早く飾りたい場合は、「立春」この日が良いでしょう。

立春はほとんどのカレンダーに記載されています。

 

ただ、書かれていない場合はピンと来ないかもしれませんね。
そんなときは、「鬼は外~ 福は内~」の節分の翌日と覚えておきましょう。

節分の豆まきで厄を払い清めたところで春を迎えて、お雛様を飾るという流れです。
気分もスッキリし、何だかとても縁起がいい感じがしますよね。

 

しかしお仕事をしている場合は、立春だからといっても平日にお雛様を飾るのは難しいですよね。
そんな時は、立春を過ぎて最初のお休みの日に飾りましょう。

神経質に考えず臨機応変にしましょう。

飾るのはゆっくりでいい場合

飾るのはゆっくりでいい場合は、季節を春夏秋冬に分けるために用いられた中国の定気法、二十四節気(にじゅうしせっき)による雨水(うすい)の日が良いでしょう。

 

雨水(うすい)とは、雪が雨になって氷が水に変わる頃なので、本格的な春も迎える季節と言えます。

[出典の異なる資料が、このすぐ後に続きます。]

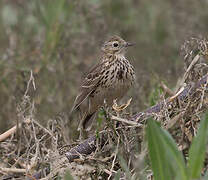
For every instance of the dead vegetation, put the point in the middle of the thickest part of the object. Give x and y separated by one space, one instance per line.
33 151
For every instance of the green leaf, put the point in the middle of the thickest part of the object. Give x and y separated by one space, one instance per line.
198 150
167 162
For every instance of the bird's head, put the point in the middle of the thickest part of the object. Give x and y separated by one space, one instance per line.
115 45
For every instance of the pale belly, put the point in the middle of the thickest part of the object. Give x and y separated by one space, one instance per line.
108 94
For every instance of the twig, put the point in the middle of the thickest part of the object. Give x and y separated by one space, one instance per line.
89 145
13 170
8 133
125 121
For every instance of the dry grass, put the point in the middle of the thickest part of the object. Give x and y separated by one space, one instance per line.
34 151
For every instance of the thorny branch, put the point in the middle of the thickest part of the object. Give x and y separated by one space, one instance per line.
89 145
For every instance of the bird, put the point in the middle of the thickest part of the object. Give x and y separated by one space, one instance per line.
110 79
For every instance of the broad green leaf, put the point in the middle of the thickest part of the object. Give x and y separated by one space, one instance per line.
157 152
167 162
198 150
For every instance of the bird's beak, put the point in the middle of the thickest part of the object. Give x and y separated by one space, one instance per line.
129 44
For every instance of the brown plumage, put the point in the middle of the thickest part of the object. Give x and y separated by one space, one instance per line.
110 79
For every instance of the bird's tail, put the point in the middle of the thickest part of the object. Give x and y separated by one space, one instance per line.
87 121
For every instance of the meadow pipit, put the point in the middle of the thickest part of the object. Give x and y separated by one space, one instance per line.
110 79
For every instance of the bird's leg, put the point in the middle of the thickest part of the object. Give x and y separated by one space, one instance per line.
107 117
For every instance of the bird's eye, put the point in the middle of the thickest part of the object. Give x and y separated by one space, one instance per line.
115 44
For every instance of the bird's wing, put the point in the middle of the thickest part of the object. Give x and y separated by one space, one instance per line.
89 84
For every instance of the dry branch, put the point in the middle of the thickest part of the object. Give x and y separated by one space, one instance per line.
89 145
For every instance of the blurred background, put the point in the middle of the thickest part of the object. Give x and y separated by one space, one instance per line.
60 40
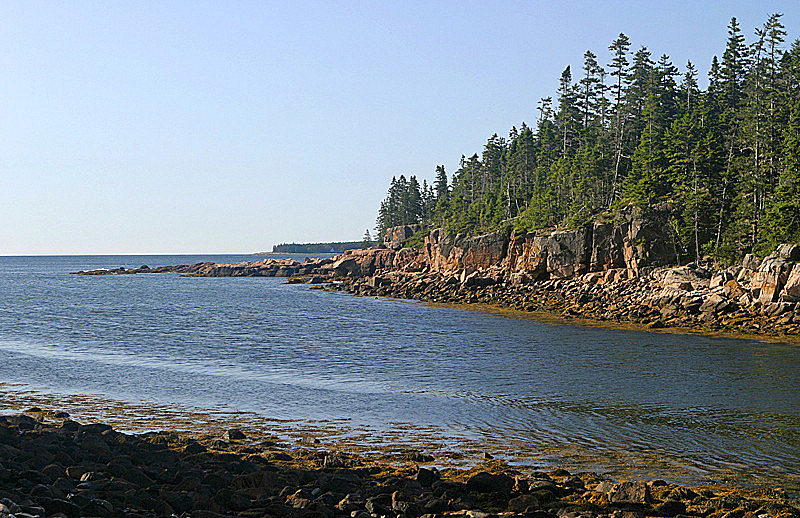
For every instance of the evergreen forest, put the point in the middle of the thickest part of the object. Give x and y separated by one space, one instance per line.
724 161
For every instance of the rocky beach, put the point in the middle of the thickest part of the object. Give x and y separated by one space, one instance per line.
620 273
51 465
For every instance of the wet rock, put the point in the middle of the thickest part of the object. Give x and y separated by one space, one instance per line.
485 482
234 434
671 508
194 448
523 504
426 477
630 493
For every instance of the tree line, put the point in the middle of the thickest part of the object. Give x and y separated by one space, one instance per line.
724 160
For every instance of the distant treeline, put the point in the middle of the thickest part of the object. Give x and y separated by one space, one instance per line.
640 132
316 248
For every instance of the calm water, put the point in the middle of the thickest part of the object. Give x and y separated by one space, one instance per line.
715 409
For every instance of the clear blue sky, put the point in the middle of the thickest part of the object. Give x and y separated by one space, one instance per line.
194 126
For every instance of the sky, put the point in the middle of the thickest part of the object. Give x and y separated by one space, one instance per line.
228 127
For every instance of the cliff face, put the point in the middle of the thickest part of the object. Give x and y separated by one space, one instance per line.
634 243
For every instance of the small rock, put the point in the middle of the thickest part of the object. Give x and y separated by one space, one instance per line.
630 493
671 508
234 434
484 482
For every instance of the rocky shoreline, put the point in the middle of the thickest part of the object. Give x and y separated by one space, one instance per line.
51 465
621 274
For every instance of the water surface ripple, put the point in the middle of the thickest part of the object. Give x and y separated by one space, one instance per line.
713 408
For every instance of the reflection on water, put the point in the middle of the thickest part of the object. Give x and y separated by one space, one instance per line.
712 408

この日を境に寒さも和らぎ本格的な春も近いということから、ひな人形を飾る日としても好まれ良縁に恵まれるという言い伝えもあるのです。

 

日にちにしたら、2月18日または19日頃です。

カレンダーに記載されていなかったら、バレンタインデー(2月14日)が過ぎたらそろそろと憶えておくと忘れませんね。

お日柄は重要?

年配のかたは良くお日柄を気にしますよね。

お祝いごとは、大安吉日が良いと言われますが、あまりこだわらなくても大丈夫です。

 

自分自身が気になってしかたがないのならお日柄の良い日を選んで飾るのが良いでしょう。

しかし、自分自身気にならないのであれば余り周りに振り回されなくても良いと思います。

だってお日柄を考えていたらきりがないですからね。

雛人形を飾る向きや飾る場所と飾り方

雛人形を飾る向きや飾る場所は?

雛人形を飾る向きや飾る場所に決まりがあるのか気になるお母さんもいます。
雛人形に飾るのに適した場所はどこなのでしょう。

雛人形は、どちらの方角を向いていないとダメとか、この場所でなくては失礼にあたるなどという決まりはありませんから安心してくださいね。

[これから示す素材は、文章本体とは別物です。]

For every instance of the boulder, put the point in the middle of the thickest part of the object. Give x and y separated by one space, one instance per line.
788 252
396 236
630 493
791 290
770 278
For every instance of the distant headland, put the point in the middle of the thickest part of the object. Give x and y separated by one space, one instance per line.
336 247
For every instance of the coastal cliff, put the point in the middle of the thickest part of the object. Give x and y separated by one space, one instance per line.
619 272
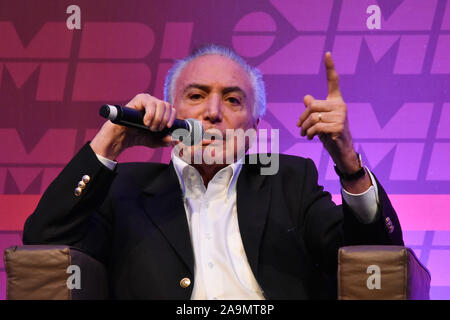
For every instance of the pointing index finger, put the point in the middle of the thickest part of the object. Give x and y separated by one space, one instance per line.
332 77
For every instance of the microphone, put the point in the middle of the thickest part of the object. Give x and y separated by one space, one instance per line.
188 131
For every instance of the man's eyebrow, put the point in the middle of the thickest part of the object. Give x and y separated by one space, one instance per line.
197 86
206 88
234 89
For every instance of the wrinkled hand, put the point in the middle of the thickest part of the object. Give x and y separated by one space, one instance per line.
328 120
112 139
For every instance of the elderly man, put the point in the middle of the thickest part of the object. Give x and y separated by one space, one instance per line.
217 230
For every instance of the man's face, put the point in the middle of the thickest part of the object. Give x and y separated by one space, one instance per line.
218 92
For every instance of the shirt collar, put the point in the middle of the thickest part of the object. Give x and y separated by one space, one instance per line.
191 182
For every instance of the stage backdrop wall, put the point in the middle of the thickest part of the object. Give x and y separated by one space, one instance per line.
395 81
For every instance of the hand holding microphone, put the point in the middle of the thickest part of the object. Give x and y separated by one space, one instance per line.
148 123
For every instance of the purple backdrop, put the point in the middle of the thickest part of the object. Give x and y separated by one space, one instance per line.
395 80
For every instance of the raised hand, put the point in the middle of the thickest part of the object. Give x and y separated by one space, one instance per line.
328 120
112 139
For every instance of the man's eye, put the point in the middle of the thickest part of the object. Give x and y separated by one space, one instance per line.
234 100
195 96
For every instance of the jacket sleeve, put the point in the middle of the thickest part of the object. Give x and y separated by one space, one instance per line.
327 227
62 217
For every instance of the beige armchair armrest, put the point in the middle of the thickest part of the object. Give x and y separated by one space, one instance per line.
53 272
381 273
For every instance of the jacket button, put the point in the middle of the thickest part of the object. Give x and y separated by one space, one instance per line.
78 191
185 282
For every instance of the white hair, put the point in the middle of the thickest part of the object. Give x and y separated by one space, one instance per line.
259 107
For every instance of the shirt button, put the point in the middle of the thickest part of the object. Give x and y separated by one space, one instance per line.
78 191
185 282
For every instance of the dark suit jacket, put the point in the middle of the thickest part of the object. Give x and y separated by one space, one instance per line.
133 220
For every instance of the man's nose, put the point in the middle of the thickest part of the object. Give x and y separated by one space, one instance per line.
213 112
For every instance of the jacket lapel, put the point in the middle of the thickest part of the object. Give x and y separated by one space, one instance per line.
253 201
163 203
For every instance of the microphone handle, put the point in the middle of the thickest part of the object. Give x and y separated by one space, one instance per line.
135 119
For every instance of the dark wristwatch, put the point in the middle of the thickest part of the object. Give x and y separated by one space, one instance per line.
351 176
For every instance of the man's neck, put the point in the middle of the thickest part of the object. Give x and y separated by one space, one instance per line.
208 171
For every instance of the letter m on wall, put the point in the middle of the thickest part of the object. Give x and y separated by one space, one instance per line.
21 60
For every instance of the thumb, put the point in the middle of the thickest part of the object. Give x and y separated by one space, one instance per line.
307 100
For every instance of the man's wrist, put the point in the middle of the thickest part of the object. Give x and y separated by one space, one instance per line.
353 172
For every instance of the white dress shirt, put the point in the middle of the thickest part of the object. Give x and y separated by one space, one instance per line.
221 268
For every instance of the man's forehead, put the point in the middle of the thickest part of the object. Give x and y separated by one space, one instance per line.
214 69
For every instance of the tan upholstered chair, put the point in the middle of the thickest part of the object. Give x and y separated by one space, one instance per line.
364 272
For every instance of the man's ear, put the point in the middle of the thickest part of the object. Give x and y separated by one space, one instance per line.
255 124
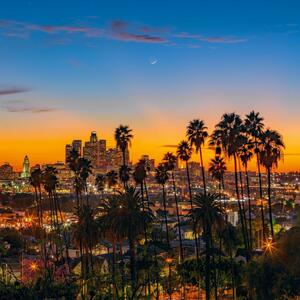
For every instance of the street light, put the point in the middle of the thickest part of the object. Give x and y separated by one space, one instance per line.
169 261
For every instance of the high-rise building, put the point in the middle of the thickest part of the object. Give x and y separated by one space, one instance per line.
6 172
67 152
26 168
76 145
101 158
95 151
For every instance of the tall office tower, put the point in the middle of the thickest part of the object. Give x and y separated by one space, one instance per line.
76 145
67 152
93 137
6 172
26 168
95 151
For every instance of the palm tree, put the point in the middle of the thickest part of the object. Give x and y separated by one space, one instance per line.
170 162
197 134
84 173
208 215
128 220
123 139
245 153
82 232
270 154
107 210
184 152
36 181
50 183
100 183
229 136
162 176
124 174
74 165
217 168
254 127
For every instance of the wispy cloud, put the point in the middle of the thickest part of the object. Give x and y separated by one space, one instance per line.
117 29
130 32
10 27
20 106
13 90
211 39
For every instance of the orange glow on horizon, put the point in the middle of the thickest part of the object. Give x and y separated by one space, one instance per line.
44 142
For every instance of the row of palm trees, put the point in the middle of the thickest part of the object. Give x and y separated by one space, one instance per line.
127 214
232 138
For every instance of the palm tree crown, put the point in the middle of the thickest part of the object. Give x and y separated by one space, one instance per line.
123 137
207 211
161 174
272 146
229 134
217 168
170 161
197 133
254 124
184 151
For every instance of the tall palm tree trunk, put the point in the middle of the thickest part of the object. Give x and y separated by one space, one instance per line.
261 195
242 216
270 203
207 262
132 262
259 175
203 171
191 203
165 214
249 207
178 218
124 164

家の中どこでも、各家庭で都合のいい飾りやすい場所でOKです。

 

できれば、家の中で一番みんなの目に触れる場所を選びましょう。
わざわざその部屋に行かないとお雛様が見れないのでは、お雛様が可哀想ですね。

飾る時の注意点

注意して欲しいことが1つあるので、紹介します。

高温多湿な場所や、直射日光が当たる場所は避けましょう。
エアコンの風や加湿器の湿気、 窓からの太陽光には特に注意しましょう。

乾燥やカビ、日焼けは、雛人形にとっても大敵なのです。

雛人形(男雛と女雛)の飾り方で左右の配置は?

男雛と女雛の左右の配置の毎年迷うという人は意外に多いようです。
初節句ならなおさらですね。

地域によっては、男雛と女雛の左右の配置が違っているようです。

 

ちなみに、雛祭りの歌の歌詞に「お内裏(おだいり)様とお雛(おひな)様 二人並んですまし顔・・・」のフレーズがあるので、「男雛=お内裏様、女雛=お雛様」と間違って理解している人がおおいですが、男雛と女雛あわせて「お内裏様(内裏雛)」と呼ぶのです。

陰陽説の考え方

陰陽説の考え方にしたがって、「陽である男性の雛人形は同じく陽の方向の左置き」、「陰である女性の雛人形は同じく陰の方向の右置き」というのが古来からの日本文化の習わしでした。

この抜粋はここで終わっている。